Tuesday, February 7, 2012

Gettysburg Sources: The First Day


Above: Monument to the 7th Wisconsin Infantry of the Union Iron Brigade on the northeast edge of Herbst Woods (Reynolds’ Grove) on the battlefield of the first day at Gettysburg (July 1, 1863).

Like all great battles, Gettysburg was an ensemble of battles, some large, some small, and many somewhere in between. It is impossible to understand, much less analyze, the battle without breaking it down into its constituent parts. Even to attempt that requires an analytical framework and, in addition, a body of knowledge that in itself requires years of study to acquire.

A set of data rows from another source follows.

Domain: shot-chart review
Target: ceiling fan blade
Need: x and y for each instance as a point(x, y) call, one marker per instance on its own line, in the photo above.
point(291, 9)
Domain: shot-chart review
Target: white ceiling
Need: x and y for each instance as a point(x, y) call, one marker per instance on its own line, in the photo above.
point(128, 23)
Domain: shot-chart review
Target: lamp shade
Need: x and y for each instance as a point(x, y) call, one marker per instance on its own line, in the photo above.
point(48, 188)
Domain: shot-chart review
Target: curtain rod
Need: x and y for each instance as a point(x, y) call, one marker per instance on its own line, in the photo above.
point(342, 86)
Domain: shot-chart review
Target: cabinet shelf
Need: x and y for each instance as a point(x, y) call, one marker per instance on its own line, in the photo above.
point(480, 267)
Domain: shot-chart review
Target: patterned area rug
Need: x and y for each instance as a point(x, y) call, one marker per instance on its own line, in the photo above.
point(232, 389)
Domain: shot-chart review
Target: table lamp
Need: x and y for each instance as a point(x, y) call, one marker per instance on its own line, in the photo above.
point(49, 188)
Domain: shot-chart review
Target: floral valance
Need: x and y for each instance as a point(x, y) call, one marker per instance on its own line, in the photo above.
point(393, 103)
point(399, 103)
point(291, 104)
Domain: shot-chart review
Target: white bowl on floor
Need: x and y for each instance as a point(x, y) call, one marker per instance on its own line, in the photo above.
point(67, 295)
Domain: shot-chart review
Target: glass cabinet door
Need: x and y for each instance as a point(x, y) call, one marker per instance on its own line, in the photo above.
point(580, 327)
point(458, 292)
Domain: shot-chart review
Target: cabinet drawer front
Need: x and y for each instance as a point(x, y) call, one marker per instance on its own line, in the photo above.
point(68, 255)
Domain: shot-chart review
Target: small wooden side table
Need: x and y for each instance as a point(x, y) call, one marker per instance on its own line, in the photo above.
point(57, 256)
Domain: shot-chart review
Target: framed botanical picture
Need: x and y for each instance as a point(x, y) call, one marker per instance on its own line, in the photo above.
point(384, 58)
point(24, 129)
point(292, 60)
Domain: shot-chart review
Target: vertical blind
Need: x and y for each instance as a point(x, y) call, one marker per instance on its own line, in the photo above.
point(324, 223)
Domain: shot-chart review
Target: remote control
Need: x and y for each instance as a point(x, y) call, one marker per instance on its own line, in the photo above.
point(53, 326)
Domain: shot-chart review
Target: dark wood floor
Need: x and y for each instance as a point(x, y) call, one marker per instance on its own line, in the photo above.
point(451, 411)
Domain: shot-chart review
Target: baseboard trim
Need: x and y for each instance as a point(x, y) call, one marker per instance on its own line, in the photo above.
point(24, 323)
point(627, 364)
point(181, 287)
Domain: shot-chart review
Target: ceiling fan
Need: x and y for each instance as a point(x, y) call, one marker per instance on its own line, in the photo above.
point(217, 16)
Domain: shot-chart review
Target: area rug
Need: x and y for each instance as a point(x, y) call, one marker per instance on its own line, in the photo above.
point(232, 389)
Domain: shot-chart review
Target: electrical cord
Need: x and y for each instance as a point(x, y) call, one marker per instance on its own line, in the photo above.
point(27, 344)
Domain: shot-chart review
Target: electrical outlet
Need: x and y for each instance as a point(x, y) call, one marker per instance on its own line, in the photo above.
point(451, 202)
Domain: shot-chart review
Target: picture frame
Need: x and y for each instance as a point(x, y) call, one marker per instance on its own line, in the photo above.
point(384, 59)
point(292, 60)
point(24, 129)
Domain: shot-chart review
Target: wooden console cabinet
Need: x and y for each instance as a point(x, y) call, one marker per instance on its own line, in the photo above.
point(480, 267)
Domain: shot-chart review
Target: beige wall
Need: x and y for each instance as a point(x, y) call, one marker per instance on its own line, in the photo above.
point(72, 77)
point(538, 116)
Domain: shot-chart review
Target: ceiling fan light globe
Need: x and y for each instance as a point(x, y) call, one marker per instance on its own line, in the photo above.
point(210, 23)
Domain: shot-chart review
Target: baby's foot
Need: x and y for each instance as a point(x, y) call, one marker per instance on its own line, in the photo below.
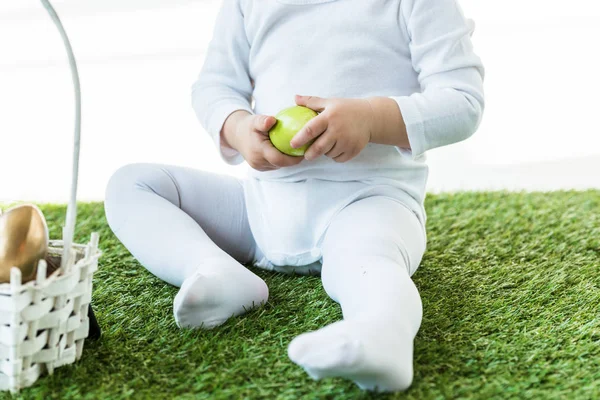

Fortunately, many others have trod those paths and plowed those furrows and offered up the goodies for your edification.

One analytical construct is to examine each of the battle’s three days in book length. This poses certain very real problems with the second day, but seems to work quite well for the first day. Here are two readily available book-length treatments of the battle’s first day:

Martin, David G. Gettysburg July 1. Conshohocken, Pa.: Combined Books, 1995, 1996 (revised edition).

Pfanz, Harry W. Gettysburg--the First Day. Chapel Hill: University of North Carolina Press, 2001.

Both of these are fine books, though in the case of Martin’s, I would suggest the “Completely Revised Edition,” since the first edition suffered from editorial defects.